Publication year - 2012
Publication title -
colorectal disease
Language(s) - English
Resource type - Journals
SCImago Journal Rank - 1.029
H-Index - 89
eISSN - 1463-1318
pISSN - 1462-8910
DOI - 10.1111/j.1463-1318.2011.02545.x
Subject(s) - medicine , colorectal cancer , epidemiology , stage (stratigraphy) , surveillance, epidemiology, and end results , hazard ratio , percentile , lymph node , chemotherapy , oncology , cancer , proportional hazards model , retrospective cohort study , surgery , cancer registry , confidence interval , statistics , paleontology , mathematics , biology
Aim The prognostic effects of chemotherapy and various lymph node measures [positive nodes, total node count and the positive lymph node ratio (PLNR)] have been established.

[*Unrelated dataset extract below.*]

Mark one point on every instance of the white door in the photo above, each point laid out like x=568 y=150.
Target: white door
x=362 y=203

It is unknown whether the cancer‐specific survival benefit of chemotherapy differs across these nodal prognostic categories. Method This retrospective analysis of linked Surveillance, Epidemiology and End Results (SEER) data and Medicare data (SEER‐Medicare)included patients ≥ 65 years of age with a diagnosis of stage III colon cancer between 1997 and 2002. We grouped patients according to the number of positive nodes (N1 and N2), total node count (≥ 12 and < 12 total nodes) and PLNR (below the 75th percentile and at least at the 75th percentile of the PLNR). The end point was colon cancer‐specific mortality. Results Fifty‐one per cent (3701) of the 7263 patients received adjuvant therapy during the time period 1997–2002. The mean (standard deviation) number of total nodes examined was 13 (9) and the number of positive nodes identified was 3 (3). Patients with N2 disease, < 12 total nodes examined and a high PLNR had a worse survival at 2, 3 and 5 years following colectomy. Utilization of chemotherapy demonstrated a colon cancer‐specific survival benefit (hazard ratio at median follow up = 0.7; P < 0.001) that was consistent and statistically significant across the three nodal prognostic categories examined. Conclusion The benefit of chemotherapy did not vary based on N stage, total node count or PLNR. The results favour a broad‐based approach towards increasing the chemotherapy treatment rates in stage III patients of ≥ 65 years of age, rather than an approach that targets clinical subgroups.